The Bob is screenwriter Bob Gale, who along with Zemeckis has contractual final word on anything regarding the Back to the Future property. And whether you want them or not, more sequels are not likely to happen in their lifetime, either, as /Film reminds us of a statement from Gale back in 2008, when he flat out said there would never be a Back to the Future Part IV, adding, “We’ve all seen sometimes where they make one too many sequels and you say, ‘Maybe they shouldn’t have done that.’”
While I can be happy about his integrity with his work, including his additionally expressed disappointment that a Romancing the Stone redo is currently in development (unlike BTTF, he has “no power over that”), and the relief that I’ll never see a half-assed reboot of the adventures of Marty McFly, I can’t help but think he’s being pretty hypocritical. After all, his next two features, The Walk and Marwencol, are themselves remakes.

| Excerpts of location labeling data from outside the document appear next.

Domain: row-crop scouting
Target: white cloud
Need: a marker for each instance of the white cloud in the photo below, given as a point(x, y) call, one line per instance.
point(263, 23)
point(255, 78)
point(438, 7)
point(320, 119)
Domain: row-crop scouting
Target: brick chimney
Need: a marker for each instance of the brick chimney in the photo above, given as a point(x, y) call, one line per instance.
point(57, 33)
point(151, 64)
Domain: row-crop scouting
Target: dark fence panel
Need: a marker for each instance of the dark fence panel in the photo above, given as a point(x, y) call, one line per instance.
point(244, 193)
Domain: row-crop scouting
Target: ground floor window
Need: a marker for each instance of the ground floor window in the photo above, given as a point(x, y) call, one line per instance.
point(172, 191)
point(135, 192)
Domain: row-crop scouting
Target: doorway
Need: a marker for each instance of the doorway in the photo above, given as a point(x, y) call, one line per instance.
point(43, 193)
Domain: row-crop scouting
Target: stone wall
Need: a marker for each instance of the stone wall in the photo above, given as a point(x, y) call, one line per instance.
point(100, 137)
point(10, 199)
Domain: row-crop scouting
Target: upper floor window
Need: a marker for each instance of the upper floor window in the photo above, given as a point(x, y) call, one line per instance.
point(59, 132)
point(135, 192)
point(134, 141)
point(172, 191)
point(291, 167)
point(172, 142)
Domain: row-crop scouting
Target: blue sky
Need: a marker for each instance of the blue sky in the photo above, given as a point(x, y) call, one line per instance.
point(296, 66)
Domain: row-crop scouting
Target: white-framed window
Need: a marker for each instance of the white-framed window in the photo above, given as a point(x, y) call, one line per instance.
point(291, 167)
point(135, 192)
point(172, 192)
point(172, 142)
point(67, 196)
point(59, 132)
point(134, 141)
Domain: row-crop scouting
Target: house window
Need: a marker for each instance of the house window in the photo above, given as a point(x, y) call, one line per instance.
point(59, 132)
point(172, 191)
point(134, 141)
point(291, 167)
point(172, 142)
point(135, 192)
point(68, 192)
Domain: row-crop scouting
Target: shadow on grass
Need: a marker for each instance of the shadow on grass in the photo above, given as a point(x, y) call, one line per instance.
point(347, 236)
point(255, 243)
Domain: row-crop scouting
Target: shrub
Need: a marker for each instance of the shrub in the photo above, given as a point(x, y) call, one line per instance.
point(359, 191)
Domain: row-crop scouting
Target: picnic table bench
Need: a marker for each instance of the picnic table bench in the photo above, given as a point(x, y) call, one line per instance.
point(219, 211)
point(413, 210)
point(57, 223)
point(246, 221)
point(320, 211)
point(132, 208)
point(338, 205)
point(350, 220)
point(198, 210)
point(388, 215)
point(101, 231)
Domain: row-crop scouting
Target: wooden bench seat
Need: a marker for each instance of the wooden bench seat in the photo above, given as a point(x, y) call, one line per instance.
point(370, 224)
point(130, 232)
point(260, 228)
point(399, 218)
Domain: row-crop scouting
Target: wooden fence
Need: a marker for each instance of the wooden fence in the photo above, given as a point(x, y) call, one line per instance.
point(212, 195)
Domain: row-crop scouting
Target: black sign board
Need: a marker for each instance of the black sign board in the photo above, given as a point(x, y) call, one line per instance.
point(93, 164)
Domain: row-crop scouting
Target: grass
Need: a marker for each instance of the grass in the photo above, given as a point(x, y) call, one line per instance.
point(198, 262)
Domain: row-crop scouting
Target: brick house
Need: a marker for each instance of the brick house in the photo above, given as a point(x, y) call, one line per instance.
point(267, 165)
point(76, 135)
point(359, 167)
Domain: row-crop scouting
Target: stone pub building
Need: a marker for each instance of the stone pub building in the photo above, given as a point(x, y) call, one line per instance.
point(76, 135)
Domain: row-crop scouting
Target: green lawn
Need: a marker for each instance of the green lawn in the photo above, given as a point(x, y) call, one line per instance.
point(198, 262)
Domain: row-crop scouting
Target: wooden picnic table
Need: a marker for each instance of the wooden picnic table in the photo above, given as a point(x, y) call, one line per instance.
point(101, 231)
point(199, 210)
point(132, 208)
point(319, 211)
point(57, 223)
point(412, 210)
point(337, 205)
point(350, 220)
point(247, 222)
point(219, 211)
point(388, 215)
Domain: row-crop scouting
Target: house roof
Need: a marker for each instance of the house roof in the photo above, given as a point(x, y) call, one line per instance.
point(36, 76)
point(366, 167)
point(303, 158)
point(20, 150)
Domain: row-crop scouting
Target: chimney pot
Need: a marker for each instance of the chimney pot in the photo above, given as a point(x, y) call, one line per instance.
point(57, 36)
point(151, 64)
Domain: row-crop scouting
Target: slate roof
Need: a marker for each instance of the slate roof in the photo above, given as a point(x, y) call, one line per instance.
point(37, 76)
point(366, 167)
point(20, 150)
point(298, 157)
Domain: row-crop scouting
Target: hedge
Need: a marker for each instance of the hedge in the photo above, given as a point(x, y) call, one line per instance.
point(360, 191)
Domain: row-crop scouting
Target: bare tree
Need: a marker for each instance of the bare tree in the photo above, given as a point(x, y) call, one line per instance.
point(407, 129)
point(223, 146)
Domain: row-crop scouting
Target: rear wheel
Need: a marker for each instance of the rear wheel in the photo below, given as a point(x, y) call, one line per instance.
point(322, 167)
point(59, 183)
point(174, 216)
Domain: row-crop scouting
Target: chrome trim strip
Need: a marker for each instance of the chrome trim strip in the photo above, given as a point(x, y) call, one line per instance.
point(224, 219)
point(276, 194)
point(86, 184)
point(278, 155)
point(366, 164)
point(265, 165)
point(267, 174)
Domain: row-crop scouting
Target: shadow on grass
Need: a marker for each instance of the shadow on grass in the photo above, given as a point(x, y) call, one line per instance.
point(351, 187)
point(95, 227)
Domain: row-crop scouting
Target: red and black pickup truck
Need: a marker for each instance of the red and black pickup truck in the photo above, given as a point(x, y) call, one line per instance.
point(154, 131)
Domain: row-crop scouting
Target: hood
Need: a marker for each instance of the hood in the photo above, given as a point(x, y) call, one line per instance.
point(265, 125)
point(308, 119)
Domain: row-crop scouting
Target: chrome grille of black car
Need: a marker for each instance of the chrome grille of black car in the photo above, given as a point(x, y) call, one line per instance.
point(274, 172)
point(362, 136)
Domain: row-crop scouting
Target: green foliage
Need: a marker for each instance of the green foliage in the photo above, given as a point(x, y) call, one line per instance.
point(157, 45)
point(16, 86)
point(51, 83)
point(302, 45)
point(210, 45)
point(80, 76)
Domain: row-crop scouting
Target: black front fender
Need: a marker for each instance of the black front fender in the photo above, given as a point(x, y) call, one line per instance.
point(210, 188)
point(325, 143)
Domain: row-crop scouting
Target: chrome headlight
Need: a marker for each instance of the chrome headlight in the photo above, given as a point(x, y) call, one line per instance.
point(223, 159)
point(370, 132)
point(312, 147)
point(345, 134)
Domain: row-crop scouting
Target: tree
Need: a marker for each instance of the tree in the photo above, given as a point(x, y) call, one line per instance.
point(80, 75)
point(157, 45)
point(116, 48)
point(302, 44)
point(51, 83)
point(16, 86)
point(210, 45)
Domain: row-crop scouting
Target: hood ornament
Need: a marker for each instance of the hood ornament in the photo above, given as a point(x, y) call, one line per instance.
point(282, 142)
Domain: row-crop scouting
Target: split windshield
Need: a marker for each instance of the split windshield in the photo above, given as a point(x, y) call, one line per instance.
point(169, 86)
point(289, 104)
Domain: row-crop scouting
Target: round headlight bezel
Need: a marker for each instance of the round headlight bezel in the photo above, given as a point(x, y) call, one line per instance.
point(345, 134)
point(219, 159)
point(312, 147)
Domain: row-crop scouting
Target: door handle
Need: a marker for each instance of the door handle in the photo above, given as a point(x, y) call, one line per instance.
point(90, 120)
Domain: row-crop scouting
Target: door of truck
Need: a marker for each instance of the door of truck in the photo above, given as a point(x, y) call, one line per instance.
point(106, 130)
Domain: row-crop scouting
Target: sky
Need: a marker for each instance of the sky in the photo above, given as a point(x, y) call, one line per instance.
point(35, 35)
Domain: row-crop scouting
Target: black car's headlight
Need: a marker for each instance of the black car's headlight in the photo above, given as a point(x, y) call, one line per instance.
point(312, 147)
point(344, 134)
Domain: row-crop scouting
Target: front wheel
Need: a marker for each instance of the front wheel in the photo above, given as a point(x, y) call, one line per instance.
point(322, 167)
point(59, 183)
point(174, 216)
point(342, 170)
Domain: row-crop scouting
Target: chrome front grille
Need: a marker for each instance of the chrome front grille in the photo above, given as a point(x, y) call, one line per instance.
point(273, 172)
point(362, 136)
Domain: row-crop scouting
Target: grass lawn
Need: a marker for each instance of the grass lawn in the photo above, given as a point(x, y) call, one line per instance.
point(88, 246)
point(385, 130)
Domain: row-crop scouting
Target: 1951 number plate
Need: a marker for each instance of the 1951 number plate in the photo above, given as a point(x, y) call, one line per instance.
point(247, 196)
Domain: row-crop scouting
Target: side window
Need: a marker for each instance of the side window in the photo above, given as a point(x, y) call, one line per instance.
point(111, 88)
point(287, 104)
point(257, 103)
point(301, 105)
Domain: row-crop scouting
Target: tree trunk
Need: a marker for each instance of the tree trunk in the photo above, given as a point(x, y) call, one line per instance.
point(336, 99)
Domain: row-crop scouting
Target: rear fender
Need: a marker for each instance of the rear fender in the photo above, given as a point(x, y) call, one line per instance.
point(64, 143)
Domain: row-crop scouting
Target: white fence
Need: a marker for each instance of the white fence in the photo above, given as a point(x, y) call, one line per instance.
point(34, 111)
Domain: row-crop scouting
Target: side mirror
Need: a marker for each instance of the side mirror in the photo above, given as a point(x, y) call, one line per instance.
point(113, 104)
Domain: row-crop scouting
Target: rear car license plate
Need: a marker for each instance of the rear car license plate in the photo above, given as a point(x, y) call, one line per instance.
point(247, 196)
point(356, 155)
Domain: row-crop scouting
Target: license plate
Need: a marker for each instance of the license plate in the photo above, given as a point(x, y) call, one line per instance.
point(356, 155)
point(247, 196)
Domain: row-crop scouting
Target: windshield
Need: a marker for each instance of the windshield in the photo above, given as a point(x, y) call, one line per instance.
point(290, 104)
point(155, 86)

And they certainly aren’t his first. While his directorial work until recently has primarily involved original material or the relatively innocent adaptation of a book — the latter including Beowulf and A Christmas Story, each of which had seen many cinematic translations beforehand — as a producer he remade the William Castle horror films House on Haunted Hill and 13 Ghosts as well as the already once-remade Mystery of the Wax Museum (taking the first remake’s title of House of Wax) and the rom-com Last Holiday.
Perhaps he considers all those original versions to be lesser works worthy of being remade? About the BTTF remake possibility, he said, “To me, that’s outrageous. Especially since it’s a good movie. It’s like saying ‘Let’s remake Citizen Kane. Who are we going to get to play Kane?’ What folly, what insanity is that? Why would anyone do that?”
And perhaps he would dismiss the hypocrisy regarding retelling documentary stories, such as those in Man on Wire and Marwencol, to be fair game because docs and dramatic movies are so different that it’s just like adapting a book? In fact, The Walk is sort of just a re-adaptation of the same book that Man on Wire is based on rather than necessarily a remake. Marwencol, though, will directly come off the 2010 film of the same name.
I appreciate and am happy Zemeckis never wants to see a BTTF remake and won’t allow one as long as he is able, but he might want to recheck his reasoning.